Conforme ficou demonstrado a utilização da conjunção aditiva entre as expressões polícia judiciária e apuração de infrações penais no parágrafo 4º do artigo 144 evidencia o intento legislativo de se referir, necessariamente, a duas entidades distintas, quais sejam, funções de polícia judiciária e investigação criminal.
No Estado de São Paulo, vale ressaltar, ambas as atividades de polícia são atribuições da Polícia Civil. Esta pode ser entendida como a corporificação do órgão de polícia criminal que concretiza, por um lado, as atividades de polícia judiciária como, v.g., a mediação de conflitos, por outro, a polícia investigativa, esclarecendo a autoria dos delitos.
Através da investigação criminal, a Polícia Civil atua preponderantemente na repressão. A esta atividade de polícia a doutrina denomina prevenção criminal em sentido estrito. A mediação de conflitos criminais, como demonstrado, consubstancia instrumento de prevenção especializada na medida em que evita o surgimento de infrações penais mais graves. Compõe, juntamente com outras formas de policiamento, o que a doutrina denomina prevenção criminal em sentido amplo.
A mediação de conflitos pode ser entendida como atividade de polícia judiciária, observando-se, também, outras características. Na medida em que auxilia o poder judiciário na distribuição de efetiva justiça e pacificação social, pois, reduz o volume de feitos nos cartórios das delegacias de polícia e, consequentemente, dos fóruns. Trata-se de atividade essencialmente distinta da investigação criminal, uma vez que o delegado de polícia mediador atua em conjunto com vítima e ofensor nos casos de infrações penais de menor potencial ofensivo cuja ação penal seja pública condicionada ou privada, sendo conhecida a autoria delitiva.

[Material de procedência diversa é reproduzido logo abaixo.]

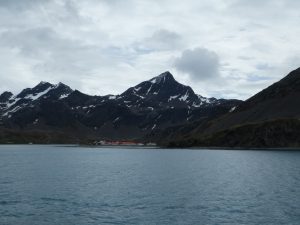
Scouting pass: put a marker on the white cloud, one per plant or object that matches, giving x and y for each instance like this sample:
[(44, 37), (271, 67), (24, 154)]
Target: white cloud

Na mediação de conflitos, o delegado de polícia utiliza as chamadas perguntas restaurativas, com o objetivo de levar as pessoas, geralmente num quadro de profunda dor emocional, a se manifestarem verbalmente sobre os seus reais interesses, necessidades e sentimentos, enformando uma prática policial eminentemente prospectiva. Vale dizer, com vistas ao não desfazimento de vínculos, verificando se é possível a continuidade das relações humanas afetadas pelo conflito, facilitando a comunicação das partes para que consensualmente alcancem um acordo justo.
Diferentemente, na investigação criminal, são utilizadas perguntas mais objetivas, o que, naturalmente, conduz a respostas mais sucintas, com enfoque predominante sobre circunstâncias fáticas da ofensa.
De se observar que estes traços distintivos acerca das funções de polícia judiciária desvelam a mudança paradigmática pela qual passa o conhecimento científico de maneira geral e, especificamente, os múltiplos conhecimentos que embasam as atividades de polícia. Noutros termos, o respeito incondicional à dignidade da pessoa humana legitima o atuar policial conferindo-lhe caracteres de cientificidade, pois o chamado pensamento sistêmico, enquanto novo paradigma da ciência, desloca o olhar do objeto voltando-o para o sujeito cognocente, considerado em sua subjetividade.
A realidade é construída através do contato do homem com o mundo.
Por isso, a existência de múltiplas verdades válidas, pois as pessoas são diferentes. No que se refere especificamente ao trabalho policial de mediação, percebe-se, então, a necessidade de se compor sempre levando em consideração as diferenças das pessoas humanas.
Para isso, se torna fundamental reconhecer a necessidade de o trabalho policial se valer não apenas das ciências jurídicas como o direito penal, processual, administrativo ou constitucional mas, ainda no universo jurídico, também da teoria geral do direito policial, da filosofia do direito, e de todos os outros ramos do conhecimento humano, como a psicologia, a economia, a comunicação, a semiótica, a antropologia cultural, numa perspectiva de trabalho interdisciplinar, rumo a uma atuação, quiçá, transdisciplinar.
A Polícia Civil sempre foi incansável defensora da lei. No entanto, como se observou, a legalidade deve sempre pautar a atividade de polícia na medida em que permite a consecução de serviços mais adequados. Isso refuta a ideia de legalidade absoluta.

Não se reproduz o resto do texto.